Он сохранял полицейские связи времен зубатовщины. Уже однажды поминавшийся Евстратий Медников, ближайший к Зубатову чиновник, приехавший с тем из Москвы, официально курировал Гапона по удалении своего шефа. Человек он был простой, вороватый, отменный начальник над уличными филерами, и ничего больше; от него «Собранию» не было ни вреда, ни пользы.
Но Гапон для себя еще общался с Александром Спиридоновичем Скуратовским, чиновником для особых поручений при Плеве (в генеральском чине) и Михаилом Гуровичем, который выдал Плеве заговор своего друга Зубатова. Это уже были полезные знакомства.
Скуратовский и Гурович рекомендовали его новому градоначальнику, сменившему в феврале 1902 года Клейгельса, — Ивану Александровичу Фуллону. Фуллон, бывший армейский интендант, потом варшавский полицмейстер, лишившийся места за излишний либерализм, был просвещен, но прост, благожелателен и мягок, лишен властной суровости и полицейской хитрости. Витте язвительно писал, что-де ему бы заведовать столичными училищами. Гапон нового градоначальника очаровал, хотя и не с первого раза.
Фуллон только опасался, что на собрания рабочих будут приходить революционеры и использовать их как поле для пропаганды. И пусть приходят, отвечал Гапон, поспорим с ними. Так все и происходило. Причем пока речь шла не о высоких идеологических материях, а о житейской прозе, отец Георгий и его знающие жизнь товарищи легко побеждали партийных теоретиков.
Другое дело, что в самой организации, как мы видим, образовалась революционная «пятая колонна». В начале года, когда обсуждались организационные вопросы, она все чаще подавала голос.
Например, заходила речь о печати организации. На ней предполагалось изобразить молот с наковальней, клещи, угольник (символы разных производств) — и крест. Варнашёв выступил против креста. Гапон произнес страстную речь — в итоге Варнашёва поддержал при голосовании один Карелин. Но страсти накалились настолько, что священник пожелал своему сподвижнику «легкой смерти».

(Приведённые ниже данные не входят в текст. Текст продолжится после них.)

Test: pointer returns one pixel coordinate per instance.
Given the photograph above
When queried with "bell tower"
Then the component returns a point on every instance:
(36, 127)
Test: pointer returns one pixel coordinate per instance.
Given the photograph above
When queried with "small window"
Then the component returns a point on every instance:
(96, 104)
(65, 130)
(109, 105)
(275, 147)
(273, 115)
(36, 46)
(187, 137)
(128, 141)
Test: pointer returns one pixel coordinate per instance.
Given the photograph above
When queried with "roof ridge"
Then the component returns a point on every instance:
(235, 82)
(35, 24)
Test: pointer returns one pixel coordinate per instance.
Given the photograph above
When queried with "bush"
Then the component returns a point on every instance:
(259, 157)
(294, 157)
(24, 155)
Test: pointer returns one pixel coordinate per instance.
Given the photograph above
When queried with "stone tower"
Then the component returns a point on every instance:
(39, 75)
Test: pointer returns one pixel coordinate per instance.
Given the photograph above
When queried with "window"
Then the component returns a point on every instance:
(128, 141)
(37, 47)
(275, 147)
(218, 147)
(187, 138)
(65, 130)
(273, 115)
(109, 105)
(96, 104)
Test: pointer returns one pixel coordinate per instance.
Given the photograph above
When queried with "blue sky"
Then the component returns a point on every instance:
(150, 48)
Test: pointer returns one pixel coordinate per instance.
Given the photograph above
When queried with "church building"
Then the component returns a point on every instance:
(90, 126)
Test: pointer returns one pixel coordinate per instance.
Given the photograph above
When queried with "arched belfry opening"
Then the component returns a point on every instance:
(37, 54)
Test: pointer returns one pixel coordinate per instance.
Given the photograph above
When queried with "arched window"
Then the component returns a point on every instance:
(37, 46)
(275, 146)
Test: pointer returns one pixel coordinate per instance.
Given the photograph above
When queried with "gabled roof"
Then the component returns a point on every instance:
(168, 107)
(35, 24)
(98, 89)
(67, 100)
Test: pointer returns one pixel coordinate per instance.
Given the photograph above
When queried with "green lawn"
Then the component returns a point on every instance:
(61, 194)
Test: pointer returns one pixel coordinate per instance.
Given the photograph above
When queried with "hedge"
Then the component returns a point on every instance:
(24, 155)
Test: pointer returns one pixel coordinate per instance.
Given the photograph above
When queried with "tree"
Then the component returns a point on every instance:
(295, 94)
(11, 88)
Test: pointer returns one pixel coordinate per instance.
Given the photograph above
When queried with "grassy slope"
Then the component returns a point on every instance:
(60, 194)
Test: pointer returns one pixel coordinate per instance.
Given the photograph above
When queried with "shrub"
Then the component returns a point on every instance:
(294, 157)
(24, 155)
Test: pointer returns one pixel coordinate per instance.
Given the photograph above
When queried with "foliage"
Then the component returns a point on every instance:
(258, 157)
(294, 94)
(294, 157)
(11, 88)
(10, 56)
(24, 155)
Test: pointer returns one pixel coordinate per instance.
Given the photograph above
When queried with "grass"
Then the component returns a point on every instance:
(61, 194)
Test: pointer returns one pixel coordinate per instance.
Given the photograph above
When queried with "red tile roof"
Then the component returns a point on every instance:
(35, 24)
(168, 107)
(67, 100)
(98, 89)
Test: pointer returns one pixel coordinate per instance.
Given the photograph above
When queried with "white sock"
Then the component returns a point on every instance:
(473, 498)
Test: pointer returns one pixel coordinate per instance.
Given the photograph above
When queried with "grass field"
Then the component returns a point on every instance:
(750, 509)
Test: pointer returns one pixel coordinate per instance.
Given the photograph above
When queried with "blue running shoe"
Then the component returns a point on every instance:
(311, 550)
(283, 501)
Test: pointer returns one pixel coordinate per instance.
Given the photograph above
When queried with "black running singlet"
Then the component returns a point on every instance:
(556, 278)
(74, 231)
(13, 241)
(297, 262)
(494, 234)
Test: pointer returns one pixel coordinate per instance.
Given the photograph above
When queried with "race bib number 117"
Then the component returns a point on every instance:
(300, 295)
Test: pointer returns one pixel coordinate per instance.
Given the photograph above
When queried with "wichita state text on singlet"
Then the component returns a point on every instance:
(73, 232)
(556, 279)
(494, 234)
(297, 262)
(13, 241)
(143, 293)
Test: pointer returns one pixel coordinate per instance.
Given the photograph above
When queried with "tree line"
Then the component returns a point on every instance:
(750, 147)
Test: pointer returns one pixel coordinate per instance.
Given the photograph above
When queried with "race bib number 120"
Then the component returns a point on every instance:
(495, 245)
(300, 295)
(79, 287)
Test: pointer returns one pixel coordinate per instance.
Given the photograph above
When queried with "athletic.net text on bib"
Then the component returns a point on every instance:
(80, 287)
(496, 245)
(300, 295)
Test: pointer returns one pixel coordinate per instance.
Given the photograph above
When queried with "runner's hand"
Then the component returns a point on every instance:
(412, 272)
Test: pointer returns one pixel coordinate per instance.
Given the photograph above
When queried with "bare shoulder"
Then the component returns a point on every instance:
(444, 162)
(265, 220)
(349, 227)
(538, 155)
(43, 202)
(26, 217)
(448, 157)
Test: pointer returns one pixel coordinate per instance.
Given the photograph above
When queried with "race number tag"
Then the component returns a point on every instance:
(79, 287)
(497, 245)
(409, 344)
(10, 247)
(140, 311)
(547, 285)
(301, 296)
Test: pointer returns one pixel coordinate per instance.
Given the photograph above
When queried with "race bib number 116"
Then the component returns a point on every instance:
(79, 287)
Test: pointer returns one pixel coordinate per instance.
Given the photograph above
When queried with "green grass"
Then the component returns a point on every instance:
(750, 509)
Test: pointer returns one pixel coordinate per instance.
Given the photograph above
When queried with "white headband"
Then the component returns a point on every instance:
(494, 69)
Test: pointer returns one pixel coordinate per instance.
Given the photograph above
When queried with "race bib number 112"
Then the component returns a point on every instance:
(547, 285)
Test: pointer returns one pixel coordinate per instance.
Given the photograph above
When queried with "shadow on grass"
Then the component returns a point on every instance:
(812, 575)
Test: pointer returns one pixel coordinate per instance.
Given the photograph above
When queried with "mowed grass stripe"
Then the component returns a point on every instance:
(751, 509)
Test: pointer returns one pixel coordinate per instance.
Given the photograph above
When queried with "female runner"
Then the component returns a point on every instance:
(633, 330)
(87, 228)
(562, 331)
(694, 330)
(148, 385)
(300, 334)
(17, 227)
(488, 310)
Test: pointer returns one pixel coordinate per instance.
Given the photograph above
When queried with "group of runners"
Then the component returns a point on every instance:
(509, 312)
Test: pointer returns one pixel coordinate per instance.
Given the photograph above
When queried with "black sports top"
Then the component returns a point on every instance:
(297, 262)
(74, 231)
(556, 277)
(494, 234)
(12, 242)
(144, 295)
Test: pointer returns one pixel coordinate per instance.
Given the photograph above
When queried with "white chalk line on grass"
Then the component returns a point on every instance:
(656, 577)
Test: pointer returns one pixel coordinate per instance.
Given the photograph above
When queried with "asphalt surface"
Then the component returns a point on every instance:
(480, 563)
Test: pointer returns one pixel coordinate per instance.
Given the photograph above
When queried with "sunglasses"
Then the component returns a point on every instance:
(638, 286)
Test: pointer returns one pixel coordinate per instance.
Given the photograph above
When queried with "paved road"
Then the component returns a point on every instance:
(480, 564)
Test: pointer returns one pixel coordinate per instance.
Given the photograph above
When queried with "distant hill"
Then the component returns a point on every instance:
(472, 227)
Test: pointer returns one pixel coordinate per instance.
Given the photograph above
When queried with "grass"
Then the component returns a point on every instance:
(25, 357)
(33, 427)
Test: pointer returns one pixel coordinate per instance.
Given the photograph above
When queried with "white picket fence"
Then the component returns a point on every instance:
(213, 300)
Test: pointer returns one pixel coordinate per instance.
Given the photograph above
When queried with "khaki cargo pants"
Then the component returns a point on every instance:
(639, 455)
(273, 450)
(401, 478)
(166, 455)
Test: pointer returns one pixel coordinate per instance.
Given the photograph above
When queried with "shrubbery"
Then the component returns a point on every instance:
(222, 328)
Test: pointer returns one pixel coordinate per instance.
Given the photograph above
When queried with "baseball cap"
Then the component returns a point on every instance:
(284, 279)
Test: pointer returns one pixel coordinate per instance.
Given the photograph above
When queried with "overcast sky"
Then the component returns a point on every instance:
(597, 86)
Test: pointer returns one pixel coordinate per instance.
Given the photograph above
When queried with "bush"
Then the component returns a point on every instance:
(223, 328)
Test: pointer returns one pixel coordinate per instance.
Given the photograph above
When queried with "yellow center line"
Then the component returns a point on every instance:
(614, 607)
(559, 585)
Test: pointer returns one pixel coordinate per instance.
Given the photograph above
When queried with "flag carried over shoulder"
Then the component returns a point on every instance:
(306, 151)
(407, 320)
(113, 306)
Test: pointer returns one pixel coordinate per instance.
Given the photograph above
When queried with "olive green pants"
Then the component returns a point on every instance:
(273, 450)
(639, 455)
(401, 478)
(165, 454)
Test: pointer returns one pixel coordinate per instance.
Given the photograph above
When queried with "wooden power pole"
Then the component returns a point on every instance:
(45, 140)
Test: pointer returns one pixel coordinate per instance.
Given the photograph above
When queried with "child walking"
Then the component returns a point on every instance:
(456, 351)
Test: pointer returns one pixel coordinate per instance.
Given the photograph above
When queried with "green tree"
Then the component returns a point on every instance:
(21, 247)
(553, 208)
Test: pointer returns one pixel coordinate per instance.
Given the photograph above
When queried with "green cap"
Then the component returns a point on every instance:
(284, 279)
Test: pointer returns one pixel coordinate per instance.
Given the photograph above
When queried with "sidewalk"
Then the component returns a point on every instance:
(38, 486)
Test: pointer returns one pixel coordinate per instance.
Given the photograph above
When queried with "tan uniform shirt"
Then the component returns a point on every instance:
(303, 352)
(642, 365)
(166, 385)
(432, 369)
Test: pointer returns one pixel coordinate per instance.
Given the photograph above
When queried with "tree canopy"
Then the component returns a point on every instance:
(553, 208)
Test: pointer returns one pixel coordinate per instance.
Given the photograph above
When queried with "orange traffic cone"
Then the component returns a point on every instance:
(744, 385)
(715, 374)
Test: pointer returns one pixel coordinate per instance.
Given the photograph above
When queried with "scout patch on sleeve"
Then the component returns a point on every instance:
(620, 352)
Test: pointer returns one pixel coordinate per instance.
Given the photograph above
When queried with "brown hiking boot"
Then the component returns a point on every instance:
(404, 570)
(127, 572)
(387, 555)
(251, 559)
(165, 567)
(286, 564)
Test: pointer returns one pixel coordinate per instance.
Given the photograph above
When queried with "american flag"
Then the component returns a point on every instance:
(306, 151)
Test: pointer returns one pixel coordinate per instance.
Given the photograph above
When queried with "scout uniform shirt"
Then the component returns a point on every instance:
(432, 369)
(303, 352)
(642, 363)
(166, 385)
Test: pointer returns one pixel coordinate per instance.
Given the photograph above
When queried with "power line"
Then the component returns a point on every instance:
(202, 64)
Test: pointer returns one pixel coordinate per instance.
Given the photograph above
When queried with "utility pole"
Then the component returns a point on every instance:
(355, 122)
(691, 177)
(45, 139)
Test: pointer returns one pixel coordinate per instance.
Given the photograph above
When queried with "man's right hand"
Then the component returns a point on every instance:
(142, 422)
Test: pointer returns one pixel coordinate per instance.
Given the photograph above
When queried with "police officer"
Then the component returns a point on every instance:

Другой спор касался приглашения на церемонию открытия организации Иоанна Кронштадтского. Предложение исходило от пожилого кузнеца Якова Петровича Федулина. На сей раз отец Георгий держал нейтралитет. Он хорошо лично знал знаменитого священника, считавшегося чудотворцем. Отец Иоанн Сергиев часто бывал в Духовной академии, где пользовался, как и везде, всеобщим обожанием. Весной 1900 года он вместе с Гапоном служил на открытии Ольгинского приюта. Летом 1902 года они снова служили вместе в церкви Красного Креста, по предложению княгини Лобановой-Ростовской. В промежутке, в период своих светских успехов, Гапон имел еще несколько случаев посмотреть на отца Иоанна с близкого расстояния. Впечатление было противоречивым. Один харизматический церковный оратор отдавал должное другому, но формы, которые принимал культ Иоанна Кронштадтского, Гапона коробили — все-таки он был человек с какой-никакой интеллигентской закваской. Вот характерная сцена в его описании: «…Нас пригласили к столу, и отец Иоанн и я сели, а толпа стала кругом нас на колени. Иоанн ел и пил с большим аппетитом, нисколько не стесняясь. Я также был голоден, но мое внимание было вскоре отвлечено тем, что, окончив тарелку или выпив стакан, отец Иоанн снова наполнял их и передавал их ближайшему к нему лицу, которое, благоговейно попробовав, передавало его следующему; таким образом тарелки и стаканы отца Иоанна обходили всю комнату». Главное же — Гапон осуждал Иоанна за то, что тот позволил использовать себя как орудие в руках власти, не отстоял своей независимости. По крайней мере ему, Гапону, так казалось. Так что решение собрания, на котором «левые», никакого Иоанна категорически не хотевшие, оказались в большинстве, он принял почти с удовлетворением.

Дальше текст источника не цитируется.